The researchers emphasize the need for randomized trials to assess the efficacy and outcomes of de-escalation as a recommended component of antibiotic stewardship.
The study's results support the safety and clinical relevance of antibiotic de-escalation.
The cohort of 344 patients hospitalized with Enterobacterales bacteremia were identified between October 2016 and January 2020. Each had received empiric intravenous monotherapy with an antipseudomonal ß-lactam with in-vitro activity against the causative bacterium within 24 hours of blood sampling for cultures.1
Within 48 hours after the antimicrobial susceptibility report, participants were randomized 1:1 to continuing the empiric monotherapy, or to monotherapy with the first drug showing in-vitro activity from a predefined de-escalation list. Switching to oral therapy could occur after 5 days of active intravenous therapy in stable patients showing clinical improvement.1
The order of de-escalation was: ampicillin, trimethoprim-sulfamethoxazole (for urinary tract infections only), ciprofloxacin and ertapenem. The investigators acknowledge that ciprofloxacin is potentially active against Pseudomonas aeruginosa, included consistent with standard de-escalation practice but placed second to the last option.They note that a switch to oral fluroquinolones occurred much less frequently in the de-escalation than the control group. "The suggested rank order of drugs used for de-escalation is open to debate because high-level evidence on the differential ecological impact of the drugs is scarce," the investigators commented.1
Lόpez-Cortés and colleagues report that, in the analysis with intent to treat population, the primary measure of clinical cure was attained in 90% of the de-escalation group and 89% in the control group—well within the predefined 10% difference for noninferiority. There were 219 adverse events reported in the de-escalation group and 175 in the control group; with 24% of those in the de-escalation group and 32% in the control group considered severe.1
"De-escalation from an antipseudomonal ß-lactam in Enterobacterales bacteremia following a predefined rule was non-inferior to continuing the empiric antipseudomonal drug," the investigators concluded."These results support de-escalation in this setting."1
In accompanying, invited commentary2 Alexis Tabah, MD, Intensive Care Unit, Redcliffe Hospital, Metro North Hospital and Health Services, Redcliffe, Queensland, Australia, and colleagues welcomed the trial as an important confirmation of the safety of antibiotic de-escalation, and a contrast to the observational data and small randomized controlled trials conducted on the topic to date.

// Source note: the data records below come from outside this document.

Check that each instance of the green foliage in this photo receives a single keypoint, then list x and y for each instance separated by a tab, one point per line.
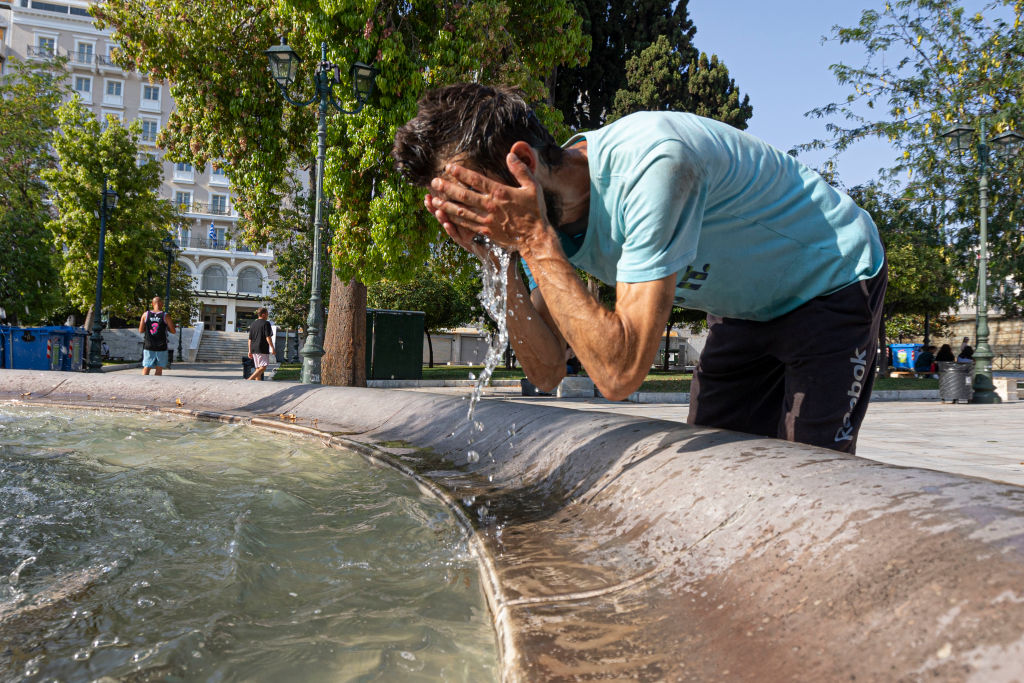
293	262
228	107
619	30
133	255
929	63
30	94
922	275
658	80
445	302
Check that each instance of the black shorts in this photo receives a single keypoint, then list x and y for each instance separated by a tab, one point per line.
805	376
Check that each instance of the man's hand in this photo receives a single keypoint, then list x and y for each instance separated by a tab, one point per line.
469	203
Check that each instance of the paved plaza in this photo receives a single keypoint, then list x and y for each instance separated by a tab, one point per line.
984	441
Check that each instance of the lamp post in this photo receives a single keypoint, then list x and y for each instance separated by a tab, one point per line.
171	251
1005	145
108	202
284	66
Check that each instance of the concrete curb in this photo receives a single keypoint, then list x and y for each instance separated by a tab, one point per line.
639	549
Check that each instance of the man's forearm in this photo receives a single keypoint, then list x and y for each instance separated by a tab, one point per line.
614	346
540	349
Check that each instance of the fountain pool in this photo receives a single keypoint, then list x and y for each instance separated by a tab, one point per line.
147	547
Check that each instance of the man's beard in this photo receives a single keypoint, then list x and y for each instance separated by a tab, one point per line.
553	204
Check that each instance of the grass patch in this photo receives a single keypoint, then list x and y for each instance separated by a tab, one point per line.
904	383
288	372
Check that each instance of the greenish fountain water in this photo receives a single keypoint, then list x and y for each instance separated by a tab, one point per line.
147	547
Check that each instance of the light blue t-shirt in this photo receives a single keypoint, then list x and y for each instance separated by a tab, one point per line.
751	231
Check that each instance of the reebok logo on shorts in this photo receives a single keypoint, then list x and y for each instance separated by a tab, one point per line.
859	363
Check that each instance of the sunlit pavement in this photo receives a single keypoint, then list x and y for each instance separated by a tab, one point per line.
984	441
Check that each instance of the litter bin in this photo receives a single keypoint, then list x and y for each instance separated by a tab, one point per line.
29	348
905	354
394	344
955	381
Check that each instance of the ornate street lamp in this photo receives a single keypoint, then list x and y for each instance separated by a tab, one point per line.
284	66
108	202
1005	145
170	248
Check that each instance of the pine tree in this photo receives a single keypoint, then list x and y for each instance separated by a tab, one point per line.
619	31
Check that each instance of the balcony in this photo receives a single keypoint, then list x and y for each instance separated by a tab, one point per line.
42	52
218	245
205	209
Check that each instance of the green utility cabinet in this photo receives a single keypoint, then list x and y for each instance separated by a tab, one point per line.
394	344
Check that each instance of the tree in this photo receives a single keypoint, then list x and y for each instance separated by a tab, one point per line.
922	273
89	153
444	303
929	63
228	107
619	31
30	94
658	80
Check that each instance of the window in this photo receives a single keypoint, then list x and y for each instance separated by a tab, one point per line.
182	201
151	97
182	172
218	176
45	46
218	205
215	278
83	53
250	281
83	86
105	116
151	129
113	92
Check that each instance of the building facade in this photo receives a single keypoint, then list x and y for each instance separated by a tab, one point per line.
230	281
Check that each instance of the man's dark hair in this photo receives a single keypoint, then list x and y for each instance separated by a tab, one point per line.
478	124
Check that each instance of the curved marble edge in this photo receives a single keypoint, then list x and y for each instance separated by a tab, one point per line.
637	549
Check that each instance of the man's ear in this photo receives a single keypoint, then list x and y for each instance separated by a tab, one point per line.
526	155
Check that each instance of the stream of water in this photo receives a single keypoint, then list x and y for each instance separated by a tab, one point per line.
147	547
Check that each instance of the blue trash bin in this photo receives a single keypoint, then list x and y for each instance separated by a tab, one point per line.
905	354
29	348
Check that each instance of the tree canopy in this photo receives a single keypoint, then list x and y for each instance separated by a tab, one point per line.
658	80
619	31
30	94
90	152
228	107
929	63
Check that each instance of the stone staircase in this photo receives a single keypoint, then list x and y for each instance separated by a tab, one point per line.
222	346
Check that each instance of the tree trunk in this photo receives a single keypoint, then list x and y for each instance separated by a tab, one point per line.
883	356
668	332
345	335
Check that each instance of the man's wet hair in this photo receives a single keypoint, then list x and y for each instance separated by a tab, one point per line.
477	125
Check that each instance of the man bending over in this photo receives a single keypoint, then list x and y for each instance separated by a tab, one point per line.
673	209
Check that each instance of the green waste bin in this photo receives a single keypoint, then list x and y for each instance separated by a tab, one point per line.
394	344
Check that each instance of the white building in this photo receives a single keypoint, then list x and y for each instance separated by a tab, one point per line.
230	281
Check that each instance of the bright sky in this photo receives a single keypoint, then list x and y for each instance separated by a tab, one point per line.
775	53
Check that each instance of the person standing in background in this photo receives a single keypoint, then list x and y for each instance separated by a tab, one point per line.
260	343
155	325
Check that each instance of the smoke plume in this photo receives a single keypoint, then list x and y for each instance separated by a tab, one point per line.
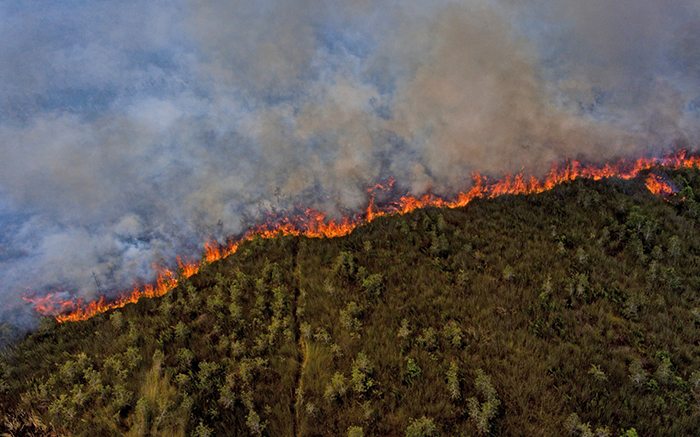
132	132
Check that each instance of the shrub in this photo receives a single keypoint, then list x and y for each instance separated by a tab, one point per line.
453	381
413	371
423	427
336	389
482	412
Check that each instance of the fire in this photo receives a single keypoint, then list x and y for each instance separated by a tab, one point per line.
658	186
312	223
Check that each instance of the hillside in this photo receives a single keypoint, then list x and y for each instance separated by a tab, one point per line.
558	313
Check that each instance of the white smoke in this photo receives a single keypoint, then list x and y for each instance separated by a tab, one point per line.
133	132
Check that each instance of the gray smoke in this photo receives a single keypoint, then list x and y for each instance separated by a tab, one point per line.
132	132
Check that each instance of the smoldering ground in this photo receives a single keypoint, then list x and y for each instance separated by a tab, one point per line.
132	132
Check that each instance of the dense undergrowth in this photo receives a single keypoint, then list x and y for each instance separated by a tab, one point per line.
569	312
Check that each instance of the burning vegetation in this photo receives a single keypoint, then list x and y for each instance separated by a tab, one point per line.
569	312
312	223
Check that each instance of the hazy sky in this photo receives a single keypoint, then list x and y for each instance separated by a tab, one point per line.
131	131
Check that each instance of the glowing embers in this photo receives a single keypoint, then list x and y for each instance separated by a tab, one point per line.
312	223
658	186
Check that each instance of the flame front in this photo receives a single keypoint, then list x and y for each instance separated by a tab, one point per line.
313	223
658	186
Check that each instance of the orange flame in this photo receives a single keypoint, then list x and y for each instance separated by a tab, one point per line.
658	186
312	223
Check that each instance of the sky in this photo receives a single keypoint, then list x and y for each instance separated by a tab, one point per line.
132	131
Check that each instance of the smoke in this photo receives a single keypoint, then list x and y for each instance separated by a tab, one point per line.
133	132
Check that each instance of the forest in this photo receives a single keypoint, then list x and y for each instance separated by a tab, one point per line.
572	312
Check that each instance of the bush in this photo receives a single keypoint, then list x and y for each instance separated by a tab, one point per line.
423	427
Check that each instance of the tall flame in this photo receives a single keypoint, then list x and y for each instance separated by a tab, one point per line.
312	223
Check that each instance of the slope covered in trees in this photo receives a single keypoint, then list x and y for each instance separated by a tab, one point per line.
562	313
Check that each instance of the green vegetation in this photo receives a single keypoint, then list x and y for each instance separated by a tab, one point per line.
571	312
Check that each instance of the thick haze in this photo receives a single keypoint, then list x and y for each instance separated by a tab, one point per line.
132	131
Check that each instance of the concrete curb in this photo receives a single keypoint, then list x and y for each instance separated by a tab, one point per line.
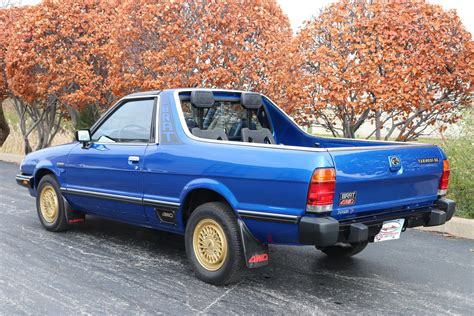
457	226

"We are confident in the results of the SIMPLIFY trial because they rely on a well conducted statistical analysis exploring endpoints selected by a desirability of outcome ranking analysis, ensuring clinical relevance," Tabah and colleagues remarked.2
References
1.Lόpez-Cortés LE, Delgado-Valverde M, Moreno-Mellado E, et al. Efficacy of a structured de-escalation from antipseudomonal ß-lactams in bloodstream infections due to Enterobacterales (SIMPLIFY): An open-label, multicentre, randomised trial.Lancet Infect Dis 2024; 24:375-385.
2.Tabah A, De Bus L, Leone M. Antibiotic de-escalation: finally, some action and not only words. Comment. Lancet Infect Dis 2024; 24:331-333.